Quedémonos en esta nota con la lección paradójica que comienza a llegarnos de los pioneros, o aventureros, en el nuevo futuro. Retengamos en la memoria los primeros tramos de la vereda del mañana gastronómico por la que vamos a transitar pronto la mayoría de los humanos convertidos sin remisión en masa global igualada por la precariedad y el trabajo escaso. Comencemos por apreciar que las cocinas desaparecen de los nuevos apartamentos que nos venden o alquilan. Ya viene ocurriendo en promociones inmobiliarias de grandes urbes como Nueva York, Londres, Tokio, Hong Kong… a las que ese futuro llega de avanzada. La cocina empieza a ser una pieza inútil y cara en la casa porque casi nunca la utilizamos. Salimos a trabajar de noche y regresamos cuando la oscuridad lo igualó todo. Con una pequeña nevera de urgencia con parecido hato del refugio de alta montaña nos basta.
Época romana
Agua, electricidad, un sofá cama, teléfono y Spotify son elementos más que suficientes para sobrevivir. Y claro, el wifi y dos mantas. Lo hacemos todo fuera de la casa, en las calles. Las ciudades son una plaga de restaurantes con menús económicos; de supermercados y tiendas que te sirven rápido y por cuatro euros montañas de ensaladas y embutidos. Y el fin de semana tienes a tu disposición miles de ciclistas y centenares de restaurantes que te llevan a casa las mejores de delicias de pizzas, hamburguesas, alitas de pollo y cerveza extranjera.

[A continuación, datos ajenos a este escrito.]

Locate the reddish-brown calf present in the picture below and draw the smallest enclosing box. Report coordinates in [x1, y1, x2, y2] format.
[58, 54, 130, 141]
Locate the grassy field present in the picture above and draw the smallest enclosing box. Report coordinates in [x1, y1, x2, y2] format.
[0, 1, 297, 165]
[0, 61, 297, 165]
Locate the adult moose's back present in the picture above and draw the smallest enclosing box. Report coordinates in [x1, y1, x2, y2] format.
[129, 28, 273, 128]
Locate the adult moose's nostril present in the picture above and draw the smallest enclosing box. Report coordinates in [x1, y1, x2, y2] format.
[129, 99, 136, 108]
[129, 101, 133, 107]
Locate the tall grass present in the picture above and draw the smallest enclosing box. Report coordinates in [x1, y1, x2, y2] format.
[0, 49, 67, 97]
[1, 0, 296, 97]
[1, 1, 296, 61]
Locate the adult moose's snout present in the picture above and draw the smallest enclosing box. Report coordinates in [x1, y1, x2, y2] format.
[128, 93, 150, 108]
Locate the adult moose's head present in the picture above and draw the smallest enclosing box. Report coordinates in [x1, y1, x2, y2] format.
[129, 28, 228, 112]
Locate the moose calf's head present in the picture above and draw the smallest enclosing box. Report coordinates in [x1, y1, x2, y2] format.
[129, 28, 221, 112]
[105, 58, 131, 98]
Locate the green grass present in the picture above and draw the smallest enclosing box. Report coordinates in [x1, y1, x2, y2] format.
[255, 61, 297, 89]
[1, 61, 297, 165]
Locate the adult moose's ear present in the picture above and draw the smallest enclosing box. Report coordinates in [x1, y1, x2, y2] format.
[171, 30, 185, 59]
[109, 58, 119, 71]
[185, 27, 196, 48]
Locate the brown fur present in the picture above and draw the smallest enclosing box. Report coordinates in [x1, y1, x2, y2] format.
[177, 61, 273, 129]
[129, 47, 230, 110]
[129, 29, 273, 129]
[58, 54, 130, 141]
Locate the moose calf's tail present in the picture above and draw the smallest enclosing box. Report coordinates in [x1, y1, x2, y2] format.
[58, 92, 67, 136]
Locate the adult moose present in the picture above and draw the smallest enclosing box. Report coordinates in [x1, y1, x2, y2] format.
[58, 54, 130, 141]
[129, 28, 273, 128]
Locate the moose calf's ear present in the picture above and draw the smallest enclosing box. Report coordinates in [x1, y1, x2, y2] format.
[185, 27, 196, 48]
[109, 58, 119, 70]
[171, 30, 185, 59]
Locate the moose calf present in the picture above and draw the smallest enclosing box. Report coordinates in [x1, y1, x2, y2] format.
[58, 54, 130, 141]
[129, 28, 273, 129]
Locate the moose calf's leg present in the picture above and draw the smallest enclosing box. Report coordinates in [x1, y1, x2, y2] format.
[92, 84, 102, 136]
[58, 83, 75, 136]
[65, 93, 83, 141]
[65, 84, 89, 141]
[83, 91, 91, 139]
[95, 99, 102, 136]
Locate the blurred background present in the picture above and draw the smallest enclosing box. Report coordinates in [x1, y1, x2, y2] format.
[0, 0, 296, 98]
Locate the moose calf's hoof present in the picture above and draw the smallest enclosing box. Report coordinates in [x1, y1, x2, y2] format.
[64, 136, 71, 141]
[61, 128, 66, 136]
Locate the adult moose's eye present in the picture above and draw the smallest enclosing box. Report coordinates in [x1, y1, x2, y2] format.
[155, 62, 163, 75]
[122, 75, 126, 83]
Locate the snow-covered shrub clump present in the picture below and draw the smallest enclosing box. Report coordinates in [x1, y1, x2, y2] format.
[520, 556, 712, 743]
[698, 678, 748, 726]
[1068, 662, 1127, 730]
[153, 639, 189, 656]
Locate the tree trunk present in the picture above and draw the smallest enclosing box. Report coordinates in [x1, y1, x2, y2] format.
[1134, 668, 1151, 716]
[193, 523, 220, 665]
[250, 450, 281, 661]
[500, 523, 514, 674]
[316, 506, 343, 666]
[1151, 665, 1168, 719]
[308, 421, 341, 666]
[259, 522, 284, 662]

Claro que si dedicamos unos segundos a pensar – o simplemente somos un poquito curiosos – repararemos que caminamos hacia atrás en el tiempo: nos vamos a la época romana. Sin necesidad de empaparnos de la excepcional “Historia de la Decadencia y Caída del Imperio Romano”, de Emily Gibbon, con solo curiosear el folleto turístico sobre las ruinas de Pompeya, por ejemplo, encontraremos que la villa arrasada por el Vesubio estaba repleta de lo que hoy llamamos restaurantes o bares. Si no recuerdo mal, hablo de memoria, los arqueólogos han logrado acreditar la existencia de 29 de estas expendedurías en una población que no superaría los diez o doce mil habitantes. O sea, que el mundo romano constituido por una minoría de ciudadanos y millones de hombres y mujeres de condición social inferior (la inmensa mayoría) comían fuera de casa. En sus residencias casi sólo podían disfrutar del condumio los ciudadanos y otros patentados.
Cocinas para las élites
Hacia ese futuro tan del pasado nos dirigimos. O puede que nuestro otro espejo sean las atestadas calles de las ciudades de Oriente donde millones de portales y aceras se convierten a la hora del hambre en improvisadas vendejas. También pudiera ocurrir que Europa se llenara de carritos y furgonetas, a imitación americana, para que disfrutemos de nuestras particulares versiones de perritos, tacos o arepas.
Así que la moda importada de Francia que llevó a nuestras clases medias urbanas, e imitadores, a colocar las cocinas en el lugar de honor que tuvo el salón comedor pequeño burgués, habrá que arrumbarla. ¿Quién va a realizar una obra de 15.000 euros o más para comer pizzas los domingos? En esas cocinas-salón comerán menos personas cada día, acaso solo las élites, como ahora llamamos genéricamente al rico y al influyente. El resto procederá en los rincones que procura la calle hambrienta por vender.
No es extraño, por tanto, que mi amiga y millones más como ella celebren el trozo de pan tierno de su infancia, y que tantos maleantes nos quieran convencer de que todas las infancias del mundo “son recuerdos de un patio de Sevilla, y un huerto claro donde madura el limonero”.